With the outbreak of the Civil War in 1861, Johnston enlisted as a second lieutenant, 4th Alabama Infantry, eventually rising to the rank of Brigadier General in the Army of the Tennessee. BG Johnston fought in every battle from Shiloh to Bentonville.
After the war, Johnston served as Commandant of the University of Alabama Cadet Corps, a position held previously by COL James T. Murfee, founder and first president of Marion Military Institute. From 1885 to 1890, Johnston served as Superintendent of The Citadel in Charleston, South Carolina. Following service as the U. S. Civil Service Commissioner, Johnston returned to Tuscaloosa, Alabama, where he was elected to the State Senate. BG George D. Johnston died in 1910.
The Greek Revival home of BG Johnston here in Marion, Myrtle Hill, was built in 1840 and now serves as a Bed and Breakfast. LTC Gerry and Wanda Lewis are the present owners.

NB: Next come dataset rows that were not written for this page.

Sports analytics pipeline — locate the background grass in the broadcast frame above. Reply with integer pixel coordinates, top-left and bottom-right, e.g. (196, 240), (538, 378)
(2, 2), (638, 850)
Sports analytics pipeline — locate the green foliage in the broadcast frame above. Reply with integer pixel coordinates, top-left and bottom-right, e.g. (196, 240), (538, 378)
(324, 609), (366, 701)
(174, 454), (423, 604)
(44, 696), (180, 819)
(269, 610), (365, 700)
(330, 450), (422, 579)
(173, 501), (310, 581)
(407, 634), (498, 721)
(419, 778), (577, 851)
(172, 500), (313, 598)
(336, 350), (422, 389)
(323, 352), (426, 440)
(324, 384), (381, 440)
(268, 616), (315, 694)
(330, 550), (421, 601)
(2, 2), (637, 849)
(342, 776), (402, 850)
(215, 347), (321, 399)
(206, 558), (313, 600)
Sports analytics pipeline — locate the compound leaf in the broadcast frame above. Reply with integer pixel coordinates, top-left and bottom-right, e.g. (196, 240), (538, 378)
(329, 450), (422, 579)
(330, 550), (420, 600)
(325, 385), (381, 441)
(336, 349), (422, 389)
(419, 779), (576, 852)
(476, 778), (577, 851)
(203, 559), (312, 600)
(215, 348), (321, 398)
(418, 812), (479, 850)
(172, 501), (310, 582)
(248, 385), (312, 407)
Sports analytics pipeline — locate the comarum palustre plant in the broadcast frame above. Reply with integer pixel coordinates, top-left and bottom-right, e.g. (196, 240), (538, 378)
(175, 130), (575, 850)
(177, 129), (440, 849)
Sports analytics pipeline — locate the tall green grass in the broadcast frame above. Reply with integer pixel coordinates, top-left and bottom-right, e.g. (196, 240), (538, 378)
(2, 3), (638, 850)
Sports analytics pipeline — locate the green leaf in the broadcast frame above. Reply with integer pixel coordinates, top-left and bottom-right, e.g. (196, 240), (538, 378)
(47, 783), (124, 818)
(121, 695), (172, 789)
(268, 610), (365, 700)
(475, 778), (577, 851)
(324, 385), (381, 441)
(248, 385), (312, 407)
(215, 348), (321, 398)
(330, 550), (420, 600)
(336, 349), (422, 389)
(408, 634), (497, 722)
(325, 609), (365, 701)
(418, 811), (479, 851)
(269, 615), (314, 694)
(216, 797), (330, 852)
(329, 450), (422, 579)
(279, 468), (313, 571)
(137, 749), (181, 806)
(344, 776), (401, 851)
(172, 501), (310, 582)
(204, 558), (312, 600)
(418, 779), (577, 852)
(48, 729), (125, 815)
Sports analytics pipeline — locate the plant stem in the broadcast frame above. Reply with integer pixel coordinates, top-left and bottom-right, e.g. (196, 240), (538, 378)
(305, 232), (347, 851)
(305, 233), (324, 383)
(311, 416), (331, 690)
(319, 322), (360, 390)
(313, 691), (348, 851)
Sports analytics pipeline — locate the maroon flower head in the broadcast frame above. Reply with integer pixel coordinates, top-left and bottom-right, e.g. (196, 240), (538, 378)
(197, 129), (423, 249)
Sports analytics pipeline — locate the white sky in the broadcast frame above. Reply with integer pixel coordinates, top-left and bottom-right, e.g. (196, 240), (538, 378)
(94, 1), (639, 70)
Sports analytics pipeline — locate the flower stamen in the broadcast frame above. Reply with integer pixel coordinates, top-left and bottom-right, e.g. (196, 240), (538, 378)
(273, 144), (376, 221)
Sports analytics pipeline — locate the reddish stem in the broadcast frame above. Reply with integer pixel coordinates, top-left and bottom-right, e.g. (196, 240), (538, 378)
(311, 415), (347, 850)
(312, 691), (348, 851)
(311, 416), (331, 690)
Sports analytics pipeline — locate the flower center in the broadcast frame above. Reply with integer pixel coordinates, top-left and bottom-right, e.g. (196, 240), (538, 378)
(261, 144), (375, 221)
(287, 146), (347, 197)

Another North Carolinian who graduated from the University of North Carolina at Chapel Hill in 1840, Isham Warren Garrott (1816-1863) practiced law here Marion. Active in the community, Garrott was member of the Whig political party, a Mason, a member of the Siloam Baptist Church, an incorporator of the Marion and Alabama River Transportation Company, and President of the Board of Trustees of Howard College here in Marion. He was elected to the Alabama House of Representatives in 1845 and 1847.
With the outbreak of war in 1861, Isham Garrott formed the 20th Alabama Infantry Regiment, serving as its Colonel. After his brigade commander was killed at Port Gibson, Mississippi, Garrott took command of Tracy’s Brigade in the defense of Vicksburg. COL Garrott was killed by a Union sharpshooter on June 17, 1863, shortly before being promoted to Brigadier General. Fort Garrott near Vicksburg was named for him. The fort never fell to the enemy. Hastily buried in Vicksburg during the siege, his remains have been lost.
A stone marker for Garrott stands in Soldiers Rest Confederate Cemetery, located in the Cedar Hill (Old Vicksburg City) Cemetery.
BG Garrott’s home in Marion later burned to the ground. The smokehouse with office was saved and was later moved to the Roy Johnson property next to MMI.
The building is now the property of Anita Johnson who has used it as a Bed and Breakfast. It currently serves as my humble abode.